Théoden Roi de la Marche avait atteint la route conduisant de la Porte au Fleuve, et il se tourna vers la Cité qui se trouvait alors à moins d’un mille. Il ralentit un peu l’allure en quête de nouveaux adversaires, et ses chevaliers s’assemblèrent autour de lui ; Dernhelm était du nombre. Devant eux, plus près des murs, les hommes d’Elfhelm allaient parmi les engins de siège, taillant, massacrant, poussant leurs ennemis dans les tranchées de feu. Presque toute la moitié nord du Pelennor était sous leur emprise : les campements brûlaient, les orques fuyaient vers le Fleuve comme des troupes d’animaux sauvages ; et les Rohirrim allaient et venaient à loisir. Mais ils n’avaient pas encore brisé le siège, ni conquis la Porte. Leurs ennemis y étaient en nombre, et sur l’autre moitié de la plaine attendaient des armées encore invaincues. Au sud, de l’autre côté de la route, se trouvait le gros des forces des Haradrim, leur cavalerie réunie sous la bannière de leur chef.
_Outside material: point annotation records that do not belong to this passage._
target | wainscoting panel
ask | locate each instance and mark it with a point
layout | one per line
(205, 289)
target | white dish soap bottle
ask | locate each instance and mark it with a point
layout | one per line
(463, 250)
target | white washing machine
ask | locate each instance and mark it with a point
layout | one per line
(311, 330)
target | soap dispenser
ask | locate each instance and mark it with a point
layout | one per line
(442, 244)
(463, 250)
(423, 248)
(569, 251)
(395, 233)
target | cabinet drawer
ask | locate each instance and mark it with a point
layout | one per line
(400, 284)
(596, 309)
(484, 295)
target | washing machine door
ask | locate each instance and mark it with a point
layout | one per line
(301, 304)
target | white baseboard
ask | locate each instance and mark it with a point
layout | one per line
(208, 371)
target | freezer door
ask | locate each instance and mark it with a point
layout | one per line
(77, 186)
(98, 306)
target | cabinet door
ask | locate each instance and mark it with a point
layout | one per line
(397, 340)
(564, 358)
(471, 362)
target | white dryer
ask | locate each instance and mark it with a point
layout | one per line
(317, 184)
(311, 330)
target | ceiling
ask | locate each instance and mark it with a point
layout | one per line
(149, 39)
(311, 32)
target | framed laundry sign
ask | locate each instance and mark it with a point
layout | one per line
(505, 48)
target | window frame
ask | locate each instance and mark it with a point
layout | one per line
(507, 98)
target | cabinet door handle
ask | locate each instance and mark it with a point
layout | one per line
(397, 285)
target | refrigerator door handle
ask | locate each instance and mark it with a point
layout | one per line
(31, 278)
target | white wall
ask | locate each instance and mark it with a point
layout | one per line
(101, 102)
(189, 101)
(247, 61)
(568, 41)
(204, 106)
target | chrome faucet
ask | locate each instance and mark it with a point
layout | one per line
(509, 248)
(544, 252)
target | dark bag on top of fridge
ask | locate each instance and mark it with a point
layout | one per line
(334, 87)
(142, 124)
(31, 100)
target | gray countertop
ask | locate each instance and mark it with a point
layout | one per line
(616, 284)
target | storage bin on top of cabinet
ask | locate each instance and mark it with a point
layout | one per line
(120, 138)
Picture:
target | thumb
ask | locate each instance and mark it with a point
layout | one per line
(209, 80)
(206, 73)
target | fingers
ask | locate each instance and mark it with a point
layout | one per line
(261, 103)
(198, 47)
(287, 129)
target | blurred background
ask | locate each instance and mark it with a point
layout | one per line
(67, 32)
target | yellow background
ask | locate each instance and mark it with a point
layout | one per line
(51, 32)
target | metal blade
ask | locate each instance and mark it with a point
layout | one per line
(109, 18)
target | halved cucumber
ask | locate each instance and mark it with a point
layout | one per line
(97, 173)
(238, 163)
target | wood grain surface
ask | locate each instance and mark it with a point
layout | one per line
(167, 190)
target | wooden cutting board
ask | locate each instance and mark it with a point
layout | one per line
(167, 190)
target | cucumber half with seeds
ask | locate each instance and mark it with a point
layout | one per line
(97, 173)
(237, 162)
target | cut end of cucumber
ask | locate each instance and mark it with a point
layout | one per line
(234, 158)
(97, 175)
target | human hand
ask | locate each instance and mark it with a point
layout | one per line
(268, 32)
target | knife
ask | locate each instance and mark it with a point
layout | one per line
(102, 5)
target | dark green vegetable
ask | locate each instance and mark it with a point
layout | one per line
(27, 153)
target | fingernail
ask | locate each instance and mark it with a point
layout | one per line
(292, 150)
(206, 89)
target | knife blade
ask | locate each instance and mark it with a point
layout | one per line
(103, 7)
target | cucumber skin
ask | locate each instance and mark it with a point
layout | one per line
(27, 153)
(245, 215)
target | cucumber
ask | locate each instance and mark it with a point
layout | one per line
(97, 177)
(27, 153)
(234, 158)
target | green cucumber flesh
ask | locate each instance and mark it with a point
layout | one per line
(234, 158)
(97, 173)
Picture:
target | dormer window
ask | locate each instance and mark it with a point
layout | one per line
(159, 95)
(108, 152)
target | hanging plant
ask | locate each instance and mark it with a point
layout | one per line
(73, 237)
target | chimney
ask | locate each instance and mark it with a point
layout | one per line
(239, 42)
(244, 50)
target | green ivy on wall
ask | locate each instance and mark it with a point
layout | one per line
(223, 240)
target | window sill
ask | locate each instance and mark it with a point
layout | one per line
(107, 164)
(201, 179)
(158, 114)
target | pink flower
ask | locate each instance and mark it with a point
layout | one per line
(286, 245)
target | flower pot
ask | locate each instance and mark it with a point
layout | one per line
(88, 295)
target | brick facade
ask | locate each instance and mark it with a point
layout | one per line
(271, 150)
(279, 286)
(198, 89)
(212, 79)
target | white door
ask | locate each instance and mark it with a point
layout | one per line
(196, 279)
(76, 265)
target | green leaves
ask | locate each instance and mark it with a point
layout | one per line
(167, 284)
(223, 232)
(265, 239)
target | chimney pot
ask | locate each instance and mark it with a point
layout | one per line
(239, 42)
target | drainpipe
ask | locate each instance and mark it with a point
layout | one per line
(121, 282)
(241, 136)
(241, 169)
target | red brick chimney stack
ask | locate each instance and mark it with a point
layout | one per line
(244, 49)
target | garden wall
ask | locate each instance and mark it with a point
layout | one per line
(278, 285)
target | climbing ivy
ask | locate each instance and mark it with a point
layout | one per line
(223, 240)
Celui-ci regarda au loin ; et dans la lumière grandissante, il vit l’étendard du roi, fort avancé sur le champ de bataille et sans grande protection autour. Alors, dans sa colère rouge, il cria d’une voix forte et, déployant sa bannière, un serpent noir sur fond écarlate, il se rua à l’encontre du cheval blanc et vert avec un grand concours d’hommes ; et l’éclat des cimeterres des Sudrons sortant du fourreau fut comme un scintillement d’étoiles.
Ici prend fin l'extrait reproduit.